Because there are some parts of starting up a small business that aren't like a fairy tale at all. Five days later, all the coffee shops called up to say, "Where are our scones? Where are our cookies? Our customers are crying for their cookies." So Amy got up and strapped her little baby to her back and started up her little mixer. Her little girl, popularly known as G-Bug, her little girl's first phrase would be, "Momma bakes."

Time passed. Soon Amy and Bramblewood Cottage got a commercial kitchen, and soon she was selling her cookies at the downtown Minneapolis Farmers' Market on Thursdays, and at the St. Paul Farmers' Market on weekends. She came up with all sorts of creative new flavors for her shortbread cookies, like lavender-ginger, rosemary, and orange-chocolate chip. Her Bramblewood Cottage shortbread began to get picked up by the most prestigious markets in the Twin Cities, in places like Surdyk's Cheese Shop, Cooks of Crocus Hill, and the Bibelot Shops. It all looked very rosy. Soon she was even sold in the large Kowalski's Market, where they don't order merely five or six packages of cookies at a time, but whole entire cases.
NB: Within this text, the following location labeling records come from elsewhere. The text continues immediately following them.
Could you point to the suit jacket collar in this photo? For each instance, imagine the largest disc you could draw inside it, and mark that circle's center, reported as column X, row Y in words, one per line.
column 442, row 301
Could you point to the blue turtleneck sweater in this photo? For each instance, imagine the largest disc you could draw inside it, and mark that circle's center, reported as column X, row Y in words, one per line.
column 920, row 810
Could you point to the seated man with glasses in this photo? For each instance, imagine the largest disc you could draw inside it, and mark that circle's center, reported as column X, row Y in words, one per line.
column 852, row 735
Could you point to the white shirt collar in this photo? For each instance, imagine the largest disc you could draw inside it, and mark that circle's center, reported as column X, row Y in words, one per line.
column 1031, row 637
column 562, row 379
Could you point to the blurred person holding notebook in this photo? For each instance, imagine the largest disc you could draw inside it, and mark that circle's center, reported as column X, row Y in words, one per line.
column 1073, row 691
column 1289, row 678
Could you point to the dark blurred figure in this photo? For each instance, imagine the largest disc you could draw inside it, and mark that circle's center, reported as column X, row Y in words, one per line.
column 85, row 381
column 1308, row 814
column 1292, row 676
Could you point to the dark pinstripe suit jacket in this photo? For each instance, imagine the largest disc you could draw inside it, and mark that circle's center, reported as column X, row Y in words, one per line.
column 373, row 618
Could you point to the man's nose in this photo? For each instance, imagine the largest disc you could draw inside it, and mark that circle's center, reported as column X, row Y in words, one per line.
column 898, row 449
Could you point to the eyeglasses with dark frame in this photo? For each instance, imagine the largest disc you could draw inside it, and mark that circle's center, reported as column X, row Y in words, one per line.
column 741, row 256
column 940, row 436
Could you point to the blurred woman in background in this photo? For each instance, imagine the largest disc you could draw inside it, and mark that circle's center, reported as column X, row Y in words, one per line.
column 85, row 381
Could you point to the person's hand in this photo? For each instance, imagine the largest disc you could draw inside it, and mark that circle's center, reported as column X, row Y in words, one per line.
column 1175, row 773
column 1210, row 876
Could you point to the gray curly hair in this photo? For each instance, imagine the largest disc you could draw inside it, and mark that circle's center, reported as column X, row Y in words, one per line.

Suddenly: Kablooey! Life got to looking a whole lot less like a fairy tale. With all the pressures of a new business and young family, Amy and her husband were headed for a divorce. And, just as divorces always do, this divorce created all sorts of cash-flow troubles. Amy had to give up her commercial kitchen. She took a job teaching. She didn't have any time to bake, or drive her cookies around, or anything. Bramblewood Cottage, the shortbread cookies, the scones, the dream, the legacy of Nana Kirk, the everything, appeared to be dead.